Two old settlers out in the FAR WEST, confirmed bachelors, got to talking about cooking.
"I got one of them cookery books once, but I could do nothing with it."
"Too much fancy work in it, eh?"
"You said it! Every one o'them recipes began the same way... 'Take out a clean dish'... that settled me."
Milkman (to new hand): "Did you put water in the milk this morning?"
New hand: "Yes sir."
Milkman: "Don't you know this is wicked?"
"But you told me to mix water with the milk?"
"Yes, but I told you to put the water in first and then pour the milk into it. Then, you see, we can tell the people we never put water in our milk."
A couple from the east decided to vacation out west and visited a dude ranch.

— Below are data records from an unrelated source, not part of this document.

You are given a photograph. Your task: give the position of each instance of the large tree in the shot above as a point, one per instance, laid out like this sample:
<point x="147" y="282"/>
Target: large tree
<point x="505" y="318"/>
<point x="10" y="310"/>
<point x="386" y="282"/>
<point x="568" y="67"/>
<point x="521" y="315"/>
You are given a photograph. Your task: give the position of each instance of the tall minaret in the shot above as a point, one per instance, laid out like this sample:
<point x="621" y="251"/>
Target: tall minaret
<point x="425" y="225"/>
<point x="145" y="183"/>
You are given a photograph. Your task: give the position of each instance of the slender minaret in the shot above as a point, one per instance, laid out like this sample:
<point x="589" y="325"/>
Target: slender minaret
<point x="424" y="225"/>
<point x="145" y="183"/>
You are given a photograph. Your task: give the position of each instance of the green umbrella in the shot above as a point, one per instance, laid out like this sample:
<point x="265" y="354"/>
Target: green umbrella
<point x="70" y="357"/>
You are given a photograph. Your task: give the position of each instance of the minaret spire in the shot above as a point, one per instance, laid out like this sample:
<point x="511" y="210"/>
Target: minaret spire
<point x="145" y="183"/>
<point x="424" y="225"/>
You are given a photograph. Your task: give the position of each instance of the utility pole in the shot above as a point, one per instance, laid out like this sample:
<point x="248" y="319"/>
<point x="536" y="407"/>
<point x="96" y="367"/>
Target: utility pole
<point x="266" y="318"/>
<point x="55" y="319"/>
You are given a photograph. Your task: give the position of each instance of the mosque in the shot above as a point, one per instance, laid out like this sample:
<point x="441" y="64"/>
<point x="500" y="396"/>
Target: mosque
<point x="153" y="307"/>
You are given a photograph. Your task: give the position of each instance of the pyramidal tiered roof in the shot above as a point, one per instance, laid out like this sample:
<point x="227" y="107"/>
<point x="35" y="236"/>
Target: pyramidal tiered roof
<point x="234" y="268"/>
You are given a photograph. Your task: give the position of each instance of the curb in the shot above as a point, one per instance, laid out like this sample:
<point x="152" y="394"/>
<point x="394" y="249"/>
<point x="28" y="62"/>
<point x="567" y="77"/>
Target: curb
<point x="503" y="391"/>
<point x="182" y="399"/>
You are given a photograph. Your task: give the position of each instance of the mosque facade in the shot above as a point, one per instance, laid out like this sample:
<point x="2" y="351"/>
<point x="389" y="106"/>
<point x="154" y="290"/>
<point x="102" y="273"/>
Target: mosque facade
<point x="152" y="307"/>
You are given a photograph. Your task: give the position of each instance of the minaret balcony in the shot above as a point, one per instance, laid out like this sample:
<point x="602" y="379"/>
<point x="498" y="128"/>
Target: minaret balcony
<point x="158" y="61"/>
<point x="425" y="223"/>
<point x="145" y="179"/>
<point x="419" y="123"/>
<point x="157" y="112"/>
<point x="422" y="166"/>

During the stay the tenderfoot felt that he had observed the horse riders and would be able to ride one himself. He mounted the horse and a moment later painfully picked himself out of the dust in one corner of the corral.
"Man, oh man," he said. "She sure bucked something fierce!"
"Bucked," said a nearby cowpoke, "Rats, she just coughed."
Four golfers were approaching the clubhouse green when they saw two ladies approaching.
One golfer commented to another, "Here comes my wife with some old hag she's picked up somewhere."
"And here comes mine with another," retorted the other, icily.